The reason behind his ardor becomes clear with the first spoonful of chef-owner Veerawat Satsri's tom yum goong, the classic Thai shrimp hot and sour soup that's both ringing hot and rife with subtleties. Tom kha gai -- chicken coconut soup -- has a sly electric undercurrent all its own. Even clear chicken soup with vegetables and cellophane noodles harbors fierce flavor.
While a trio of curry puffs may look dull and brown, the flaky, slightly sweet crusts enfold a hyper-savory mixture of curried chicken, potato and onion. So why, then, are vegetable summer rolls only ordinary, chicken satays dry and overcooked?
Satsri proves himself once more with a quintessentially comforting main course noodle soup called radna.

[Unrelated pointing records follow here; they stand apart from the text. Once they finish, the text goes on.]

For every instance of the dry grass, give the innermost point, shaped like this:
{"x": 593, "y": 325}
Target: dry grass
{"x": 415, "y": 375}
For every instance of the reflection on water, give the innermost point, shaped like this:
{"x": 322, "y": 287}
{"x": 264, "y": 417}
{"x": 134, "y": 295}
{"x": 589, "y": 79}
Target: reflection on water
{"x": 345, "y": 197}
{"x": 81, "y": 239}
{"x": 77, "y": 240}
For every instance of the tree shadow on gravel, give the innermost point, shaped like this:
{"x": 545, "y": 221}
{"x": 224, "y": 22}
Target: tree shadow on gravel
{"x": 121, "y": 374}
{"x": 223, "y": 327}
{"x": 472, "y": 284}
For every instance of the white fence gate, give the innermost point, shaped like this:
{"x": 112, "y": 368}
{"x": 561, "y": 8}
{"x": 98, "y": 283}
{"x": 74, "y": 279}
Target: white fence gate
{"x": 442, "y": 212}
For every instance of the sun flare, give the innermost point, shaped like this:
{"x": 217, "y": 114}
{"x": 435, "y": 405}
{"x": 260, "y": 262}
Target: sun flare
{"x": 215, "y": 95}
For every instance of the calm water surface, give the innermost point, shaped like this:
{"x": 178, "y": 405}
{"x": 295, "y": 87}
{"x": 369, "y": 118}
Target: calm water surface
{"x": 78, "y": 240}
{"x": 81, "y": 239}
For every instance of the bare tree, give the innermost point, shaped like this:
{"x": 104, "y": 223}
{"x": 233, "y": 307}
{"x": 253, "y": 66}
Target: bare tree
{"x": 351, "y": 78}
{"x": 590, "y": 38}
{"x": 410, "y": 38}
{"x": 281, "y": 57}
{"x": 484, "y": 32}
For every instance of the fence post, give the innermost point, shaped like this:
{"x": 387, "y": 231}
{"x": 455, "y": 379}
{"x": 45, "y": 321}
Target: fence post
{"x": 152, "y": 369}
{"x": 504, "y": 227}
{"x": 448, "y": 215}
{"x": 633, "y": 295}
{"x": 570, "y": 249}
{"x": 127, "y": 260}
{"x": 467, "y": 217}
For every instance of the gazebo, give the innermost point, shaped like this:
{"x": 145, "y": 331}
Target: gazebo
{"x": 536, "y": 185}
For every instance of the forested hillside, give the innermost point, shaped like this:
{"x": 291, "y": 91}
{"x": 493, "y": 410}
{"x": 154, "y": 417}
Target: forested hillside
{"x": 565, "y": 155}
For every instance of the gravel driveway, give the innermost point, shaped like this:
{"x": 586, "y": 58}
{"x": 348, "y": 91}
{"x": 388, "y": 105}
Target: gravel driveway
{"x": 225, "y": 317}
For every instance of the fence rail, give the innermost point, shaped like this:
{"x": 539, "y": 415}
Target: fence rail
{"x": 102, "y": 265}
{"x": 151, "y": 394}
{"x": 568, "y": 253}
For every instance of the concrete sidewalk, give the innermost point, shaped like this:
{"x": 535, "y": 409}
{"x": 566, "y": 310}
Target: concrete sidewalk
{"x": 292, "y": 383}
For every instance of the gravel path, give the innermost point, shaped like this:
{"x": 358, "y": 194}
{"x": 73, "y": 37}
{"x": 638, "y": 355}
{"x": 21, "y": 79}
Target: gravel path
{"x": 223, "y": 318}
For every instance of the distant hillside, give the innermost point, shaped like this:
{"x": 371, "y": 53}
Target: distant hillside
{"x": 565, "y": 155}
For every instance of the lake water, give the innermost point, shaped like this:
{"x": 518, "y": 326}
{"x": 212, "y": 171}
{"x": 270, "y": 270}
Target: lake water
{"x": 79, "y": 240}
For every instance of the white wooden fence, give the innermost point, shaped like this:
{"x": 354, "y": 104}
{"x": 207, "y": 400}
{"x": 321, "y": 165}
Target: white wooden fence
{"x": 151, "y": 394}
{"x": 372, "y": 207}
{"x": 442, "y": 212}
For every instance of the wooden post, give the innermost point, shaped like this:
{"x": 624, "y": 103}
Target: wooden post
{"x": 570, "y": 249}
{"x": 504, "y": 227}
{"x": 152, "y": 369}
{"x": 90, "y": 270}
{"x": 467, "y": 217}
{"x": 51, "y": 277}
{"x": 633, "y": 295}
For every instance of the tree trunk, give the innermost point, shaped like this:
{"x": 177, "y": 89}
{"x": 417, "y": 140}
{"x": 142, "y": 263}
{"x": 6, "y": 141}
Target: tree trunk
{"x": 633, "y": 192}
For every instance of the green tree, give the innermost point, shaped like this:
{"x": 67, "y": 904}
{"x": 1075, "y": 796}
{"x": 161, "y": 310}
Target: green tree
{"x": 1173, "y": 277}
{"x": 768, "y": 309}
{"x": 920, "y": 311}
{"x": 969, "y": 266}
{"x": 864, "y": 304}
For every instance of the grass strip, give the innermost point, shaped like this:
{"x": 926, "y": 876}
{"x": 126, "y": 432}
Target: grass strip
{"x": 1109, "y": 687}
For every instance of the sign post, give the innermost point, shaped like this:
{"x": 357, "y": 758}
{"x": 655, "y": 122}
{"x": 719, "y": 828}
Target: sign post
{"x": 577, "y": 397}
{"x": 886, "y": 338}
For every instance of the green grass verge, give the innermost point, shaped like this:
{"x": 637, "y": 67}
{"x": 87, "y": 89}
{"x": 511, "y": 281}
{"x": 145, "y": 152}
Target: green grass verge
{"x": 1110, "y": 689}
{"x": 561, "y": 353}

Think of it as the soup version of the noodle dish pad si eew, flat noodles with Chinese broccoli and egg in brown gravy. Drunken noodles with chicken successfully walks the line between palate-soothing and palate-searing. Mild yet appealing is basil fried rice with chicken.
Nuances abound in Satsri's crisp, juicy basil duck. Better still is Penang salmon, a thick, perfectly seared fillet plated over spinach and topped with chopped shrimp and a coconut curry sauce. Red curry chicken turns out to be the zinger hoped for. So, too, Penang shrimp curry. And beef with string beans comes up a scorcher. What impresses here is that the level of spicing indicated on the menu is adhered to while requests to turn up or lower the heat are carefully honored.
Finales are anticlimactic. Mango with sticky rice or house-made pumpkin custard could just as well come from any run-of-the mill Thai restaurant. Phayathai, though, is something else entirely.